Better check out the teams that made it to the Final Four before you start ranting and raving about power rankings, strength of schedule, league tournament winners, and your favorite home team.
Yep, two No. 1's, a No. 2, and a No. 5 seed make up the final field of teams that have survived the last two weeks.
They are, in no particular order, Kansas (No.1), Maryland (No. 1), Oklahoma (No. 2), and Indiana (No. 5).
Indiana? What a story. They beat Utah (75-56), UNC-Wilmington (76-67), No. 1 Duke (74-73), and Kent State (81-69) to reach the last weekend of the big dance.
And all without Bob Knight.
Now, you know the story about Knight, so I won't go into all that history. Let's just sum it up and say, after years of verbally abusing just about everyone that came in contact with him and disagreed with him, he got too big for his britches and earned the ultimate demotion.
A congressman once said, "I retired from congress with the consent of a majority of my constituents."
So went Knight. And so went Nolan Richardson.
I spoke last week with two high school coaches, one male, one female, that have worked with ex-coach Richardson, and they supported him. Said he did a lot of good things for a lot of adults and kids.
But I got the same answer from both when I pushed the conversation to the limit. And here it is.
Young people who go to college should be taught that there is neither a completely black, nor completely white world. You have to be able to operate in both.
In fact, with the business world going international, you'd better be able to adapt to a variety of cultures, worldwide, if you plan to make it in the cruel, hard world.
If Coach Richardson was guilty of telling young adults under his direction that there was only one way to go, then he did them the greatest disservice an educator can.
Instead of complaining that he wasn't getting equal treatment, he should have looked in the mirror for a moment.
What he would have seen was a very successful man at the top of his profession, making over $1 million a year. A man who was guiding young men to a better future. A man who had a big enough heart to help others less fortunate. A man people all across the nation looked up to.
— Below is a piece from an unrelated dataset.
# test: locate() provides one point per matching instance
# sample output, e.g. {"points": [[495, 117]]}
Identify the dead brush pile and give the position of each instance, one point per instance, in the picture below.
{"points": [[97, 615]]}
Instead, he chose to see a black man whom he felt didn't have an equal shot in life, and he turned the verbal guns loose.
Now he's gone, and he has to look no further than that mirror to see how it happened. But he won't.
It's too easy to blame someone else. That's another bad lesson to teach young people at the college level.
So now there is a search committee whose job is to select the next Razorback basketball coach. They will have their hands full.
Don't kid yourself. There are plenty of big names out there, and some will be surprises. The committee will find a great coach, a good man, and a positive supporter for the University of Arkansas.
And if they're doing their job the right way, he won't be black, white, yellow, red or brown. He'll be a successful man, wanting to be at the top of his profession.
A man who will guide young men to a better future. A man people will look up to, in Arkansas and across the nation.
But most importantly, a man who will win. After all, this is a coaching job we're talking about and winning is the bottom line. Isn't it?